One important reality is that cyberattacks at big companies are far more likely to catch the eye of federal law enforcement. So, criminals have increasingly targeted smaller businesses knowing their defenses are typically far weaker.
Another frequently misguided notion among small business owners is the financial reality of a cyber breach. Many still think it’s mostly about the payment of immediate damage and repair. In fact, much more than this falls on the general accounting ledger, including ransomware payments, lost productivity, increased payroll hours, investigations, regulatory filings and frequent legal expenses.
Small businesses need to find ways to more generously finance cybersecurity and seriously plan and create security procedures. They also need to adopt ways to better protect data and connected devices from cyberattacks, which like security procedures, is largely about strategy, not finances.
Some cybersecurity strategy tips:
Make security part of your company culture. Studies have found that the human factor was involved in more than 85% of breaches, whether it entailed falling for a phishing attack or using easily decipherable passwords. These can be mitigated through expansive awareness programs that don’t stop with a playbook of possible attacks. They also infuse safety into the organizational fabric, constantly reminding employees of their responsibility to keep the organization safe.
Deploy malware prevention software and keep it updated. It would be best to have software that protects devices from viruses, spyware, ransomware and phishing scams. Make sure it’s updated regularly.

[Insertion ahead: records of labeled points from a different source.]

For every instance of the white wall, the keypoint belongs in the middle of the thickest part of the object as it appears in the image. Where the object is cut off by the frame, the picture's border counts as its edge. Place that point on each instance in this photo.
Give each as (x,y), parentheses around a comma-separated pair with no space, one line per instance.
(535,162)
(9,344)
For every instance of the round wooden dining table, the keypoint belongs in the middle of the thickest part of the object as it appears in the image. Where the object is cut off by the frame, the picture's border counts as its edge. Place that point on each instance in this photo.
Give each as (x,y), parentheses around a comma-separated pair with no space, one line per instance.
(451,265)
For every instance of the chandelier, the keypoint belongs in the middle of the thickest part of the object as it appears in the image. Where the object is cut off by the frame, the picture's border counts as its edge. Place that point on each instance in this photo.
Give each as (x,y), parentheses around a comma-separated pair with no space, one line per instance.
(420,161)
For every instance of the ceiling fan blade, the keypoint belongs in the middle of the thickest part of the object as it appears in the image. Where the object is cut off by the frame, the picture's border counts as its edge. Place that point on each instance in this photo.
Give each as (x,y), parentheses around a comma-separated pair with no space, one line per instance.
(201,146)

Require use of strong passwords and two-factor authentication. The easiest way to break into a business network is by guessing passwords. Most people use a single password for multiple sites and accounts. All employees should have unique passwords for each of their accounts. Password managers are the best method for achieving this goal.
Back up data regularly. It’s best to have multiple backups of company data. This way, if you become the victim of various cyberattacks, you’re not totally locked out.
Limit employee access. It makes sense to segment and limit employees to only the systems and data they must access. If tight access controls are maintained, you’ll limit the damage that any single user can do to your network security.